Baja Bound sold its first policy online in November 1999, and that’s when Morton said he realized it could be more than a web project and turned it into a legitimate business.

During the first two years of running the company, Morton handled everything from programming to marketing and customer service. In 2003, he hired Jeff Hill as his first employee, followed soon after by Hill’s sister, Jennifer Hill, who helps Baja Bound manage operations and handle customer service.

Now Baja Bound’s vice president of business development, Jeff Hill, who also grew up in Coronado and has been friends with Morton since high school and has gone on countless surf trips to Baja with Morton’s family, said the company’s biggest assets include “ having a great website and helping customers with claims.”

Jeff Hill
Vice President of Business Development
Baja Bonded Insurance

“Doing everything as well as possible has helped our business grow,” Hill said. “We’re also out there in the community showing people, ‘Hey, we don’t just sell insurance, we use it ourselves in Baja all the time.'”

COVID-19 recovery from travelers traveling to Baja

Morton said the company’s customers are mostly Southern California residents, although it attracts travelers from the U.S. and Canada, as well as a small number of customers from Europe.

Although the online-only company has had several different offices, all in downtown San Diego’s East Village, Baja Bound closed its last site during the COVID-19 pandemic and now operates remotely, but retains a shared office space in Liberty Station for personal meetings.

The company had a big challenge during the start of the pandemic, when people almost completely stopped traveling in 2020. Morton said that by 2021, Baja Bound has recovered and is actually up more than 20% from where it left off. in 2019

Business also slowed during the Great Recession of 2008-09 and with it increased fear about security in Mexico. By 2010, the Baja Bound began to recover as the economy improved, “people realized they were traveling safely in Mexico despite what they read in the media about cartel violence,” Morton said.

Morton said that among the company’s other challenges is one that faces it and Baja tourism as a whole: the continued misconception regarding the safety of tourists in Mexico.

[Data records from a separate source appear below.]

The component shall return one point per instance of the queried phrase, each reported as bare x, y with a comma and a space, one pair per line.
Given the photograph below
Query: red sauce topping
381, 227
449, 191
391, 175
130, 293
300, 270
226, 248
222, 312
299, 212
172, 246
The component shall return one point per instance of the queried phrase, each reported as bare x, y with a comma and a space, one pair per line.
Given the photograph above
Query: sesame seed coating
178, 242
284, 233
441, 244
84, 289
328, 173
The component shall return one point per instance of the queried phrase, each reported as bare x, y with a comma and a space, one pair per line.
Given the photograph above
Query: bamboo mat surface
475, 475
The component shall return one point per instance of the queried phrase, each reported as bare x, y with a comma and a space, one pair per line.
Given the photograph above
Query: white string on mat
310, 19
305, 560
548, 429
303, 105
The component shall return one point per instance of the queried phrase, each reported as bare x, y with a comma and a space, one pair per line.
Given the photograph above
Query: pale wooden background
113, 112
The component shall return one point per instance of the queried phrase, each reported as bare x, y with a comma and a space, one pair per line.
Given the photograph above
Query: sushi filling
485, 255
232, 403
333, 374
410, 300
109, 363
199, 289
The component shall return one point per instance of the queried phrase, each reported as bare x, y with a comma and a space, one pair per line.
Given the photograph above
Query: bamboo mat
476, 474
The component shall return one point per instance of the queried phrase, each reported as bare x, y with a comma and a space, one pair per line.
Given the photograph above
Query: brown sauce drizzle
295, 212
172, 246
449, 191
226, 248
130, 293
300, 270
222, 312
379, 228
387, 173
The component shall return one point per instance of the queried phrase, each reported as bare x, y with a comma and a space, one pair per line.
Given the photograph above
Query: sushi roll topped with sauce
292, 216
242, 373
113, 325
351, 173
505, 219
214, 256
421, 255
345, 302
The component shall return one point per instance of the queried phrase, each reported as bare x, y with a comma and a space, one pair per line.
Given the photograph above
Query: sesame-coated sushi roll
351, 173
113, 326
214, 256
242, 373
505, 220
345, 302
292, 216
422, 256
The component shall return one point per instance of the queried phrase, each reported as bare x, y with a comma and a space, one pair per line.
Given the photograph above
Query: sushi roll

“In terms of the perception of security, we let the facts speak for themselves,” he said. “While cartel violence may ebb and flow in different regions of Mexico, American tourists are not the target, nor is it happening in the areas they go to.”

Morton said the wait time for people at the border is something that comes up often among travelers. He said improving the wait at the border and making it easier to drive through Tijuana is a challenge that requires advocacy at the local, state and federal levels of the U.S. and Mexican governments.

Morton remains committed to the issue as a board member of the Smart Border Coalition, and notes that the Baja Bound website offers information on how to cross the border and provides updates with directions to the border and the latest developments.

Baja Bonded Insurance
ESTABLISHED: 1994
FOUNDER/CEO: Hank Morton
SEAT: San Diego
BUSINESS: Insurance
INCOME: $10 million gross annual premium
EMPLOYEES: 9
WEBSITE: bajabound.com
CONTACT: 888-552-BAJA (2252)
SOCIAL IMPACT: Baja Bound supports non-profit organizations on both sides of the border that focus on helping the environment, youth and mobility in Baja and Mexico
NOTABLE: Baja Bound Insurance founder Hank Morton’s father, Dr. John “Doc” Morton, went on family camping trips to Mexico where Hank Morton surfed and connected with many communities south of the border.